'Me deixou e nunca mais vi': País tem 8 casos de abandono de menor por dia
João*, 9, havia chegado no Rio há 10 dias quando foi abandonado pela tia, dependente química, no centro da cidade, em junho deste ano. Os dois vieram da Bahia — os pais dele, também usuários de drogas, ficaram no estado. Encontrado por adolescentes que faziam um trabalho escolar, o menino foi deixado aos cuidados de guardas municipais, que o levaram para o Conselho Tutelar.
Em setembro de 2022, Lucas*, 9, saiu para jogar bola com os amigos e, ao voltar para casa, no Rio, se deparou com a casa vazia: a mãe havia se mudado com os irmãos mais novos e o deixou para trás.

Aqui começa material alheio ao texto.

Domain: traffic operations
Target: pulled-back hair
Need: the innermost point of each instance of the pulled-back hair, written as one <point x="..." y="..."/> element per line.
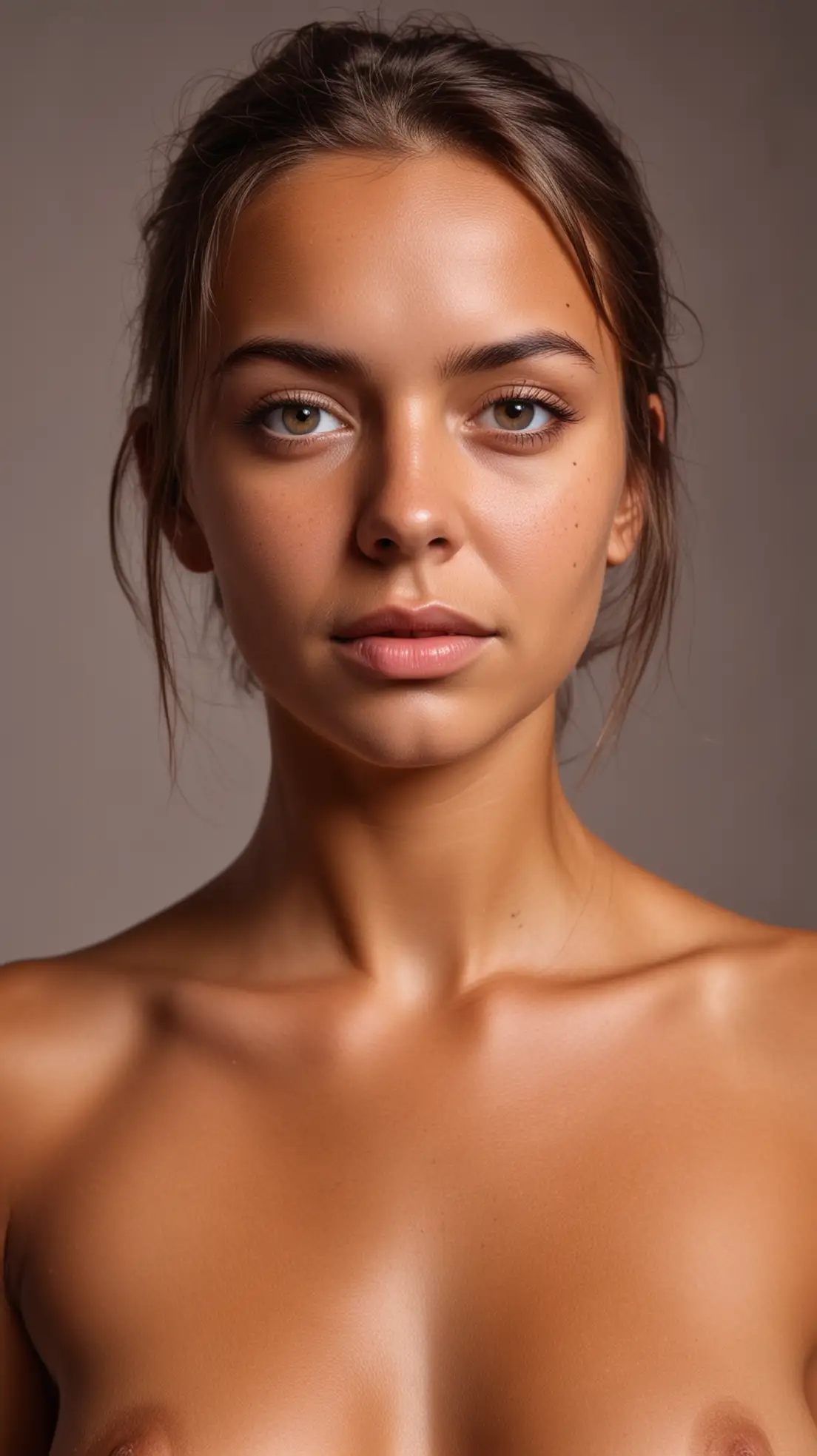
<point x="430" y="84"/>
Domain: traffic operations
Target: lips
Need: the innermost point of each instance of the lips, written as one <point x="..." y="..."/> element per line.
<point x="407" y="622"/>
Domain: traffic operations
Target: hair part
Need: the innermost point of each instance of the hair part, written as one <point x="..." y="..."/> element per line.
<point x="349" y="87"/>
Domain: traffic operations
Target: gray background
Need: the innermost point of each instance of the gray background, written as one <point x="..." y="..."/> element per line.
<point x="714" y="782"/>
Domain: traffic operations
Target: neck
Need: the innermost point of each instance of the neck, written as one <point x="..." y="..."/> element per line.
<point x="426" y="880"/>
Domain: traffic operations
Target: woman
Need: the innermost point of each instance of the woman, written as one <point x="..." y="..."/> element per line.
<point x="431" y="1125"/>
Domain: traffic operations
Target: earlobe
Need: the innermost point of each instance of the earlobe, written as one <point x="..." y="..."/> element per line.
<point x="628" y="520"/>
<point x="180" y="525"/>
<point x="627" y="525"/>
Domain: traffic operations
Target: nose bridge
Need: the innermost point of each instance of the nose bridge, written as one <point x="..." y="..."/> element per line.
<point x="411" y="501"/>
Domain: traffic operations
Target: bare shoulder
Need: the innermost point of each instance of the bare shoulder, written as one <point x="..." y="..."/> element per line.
<point x="67" y="1028"/>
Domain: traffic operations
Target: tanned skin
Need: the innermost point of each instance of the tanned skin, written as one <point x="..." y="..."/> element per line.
<point x="433" y="1126"/>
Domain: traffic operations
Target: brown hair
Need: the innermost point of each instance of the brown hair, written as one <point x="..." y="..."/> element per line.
<point x="331" y="87"/>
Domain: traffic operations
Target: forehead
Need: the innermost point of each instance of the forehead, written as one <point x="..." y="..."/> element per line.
<point x="401" y="258"/>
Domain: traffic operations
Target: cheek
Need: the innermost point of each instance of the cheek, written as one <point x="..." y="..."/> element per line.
<point x="274" y="559"/>
<point x="554" y="558"/>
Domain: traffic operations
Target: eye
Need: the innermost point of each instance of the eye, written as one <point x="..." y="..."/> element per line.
<point x="297" y="414"/>
<point x="516" y="412"/>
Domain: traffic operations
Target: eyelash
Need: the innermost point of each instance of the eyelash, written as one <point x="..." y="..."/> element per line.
<point x="562" y="414"/>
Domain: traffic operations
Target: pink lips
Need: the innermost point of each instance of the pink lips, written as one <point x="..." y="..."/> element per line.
<point x="412" y="642"/>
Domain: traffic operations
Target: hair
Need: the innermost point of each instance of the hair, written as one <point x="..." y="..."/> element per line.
<point x="430" y="84"/>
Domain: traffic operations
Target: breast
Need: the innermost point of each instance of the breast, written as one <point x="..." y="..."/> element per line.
<point x="728" y="1429"/>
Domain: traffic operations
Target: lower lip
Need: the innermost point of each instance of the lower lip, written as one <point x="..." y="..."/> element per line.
<point x="412" y="657"/>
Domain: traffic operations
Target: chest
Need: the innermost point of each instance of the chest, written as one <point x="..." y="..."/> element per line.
<point x="430" y="1258"/>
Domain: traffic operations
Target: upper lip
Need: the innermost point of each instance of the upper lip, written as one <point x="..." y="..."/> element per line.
<point x="434" y="618"/>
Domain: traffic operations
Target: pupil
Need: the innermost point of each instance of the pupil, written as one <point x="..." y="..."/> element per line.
<point x="513" y="408"/>
<point x="300" y="414"/>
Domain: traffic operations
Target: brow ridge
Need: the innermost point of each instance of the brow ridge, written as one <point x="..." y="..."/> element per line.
<point x="474" y="359"/>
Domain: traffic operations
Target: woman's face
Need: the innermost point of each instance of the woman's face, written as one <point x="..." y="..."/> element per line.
<point x="497" y="488"/>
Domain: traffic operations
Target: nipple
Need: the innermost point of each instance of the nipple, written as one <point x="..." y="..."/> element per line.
<point x="727" y="1429"/>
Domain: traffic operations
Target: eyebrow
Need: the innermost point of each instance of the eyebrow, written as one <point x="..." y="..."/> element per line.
<point x="320" y="360"/>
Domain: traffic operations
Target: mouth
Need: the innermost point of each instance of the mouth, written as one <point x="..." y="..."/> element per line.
<point x="411" y="655"/>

Situações de abandono como a de João e Lucas acontecem pelo menos oito vezes por dia no Brasil, segundo dados do SNA (Sistema Nacional de Adoção e Acolhimento), do CNJ (Conselho Nacional de Justiça), e obtidos pelo UOL via Lei de Acesso à Informação.
País tem 32 mil acolhidos
O Brasil registrou 27.059 acolhimentos de crianças e adolescentes entre 0 e 18 anos com o motivo "abandono pelos pais ou responsáveis" de 2015 até julho deste ano. É uma média de 262 casos por mês.
Ao todo, o país tem hoje 32.869 menores em 6.580 locais — a maioria são instituições, mas também há programas de acolhimento familiar. A ida para esses centros pode ocorrer por várias razões além do abandono. Há casos de negligência, violência (física, psicológica ou sexual), situação de rua e outros cenários que colocam esses menores em perigo.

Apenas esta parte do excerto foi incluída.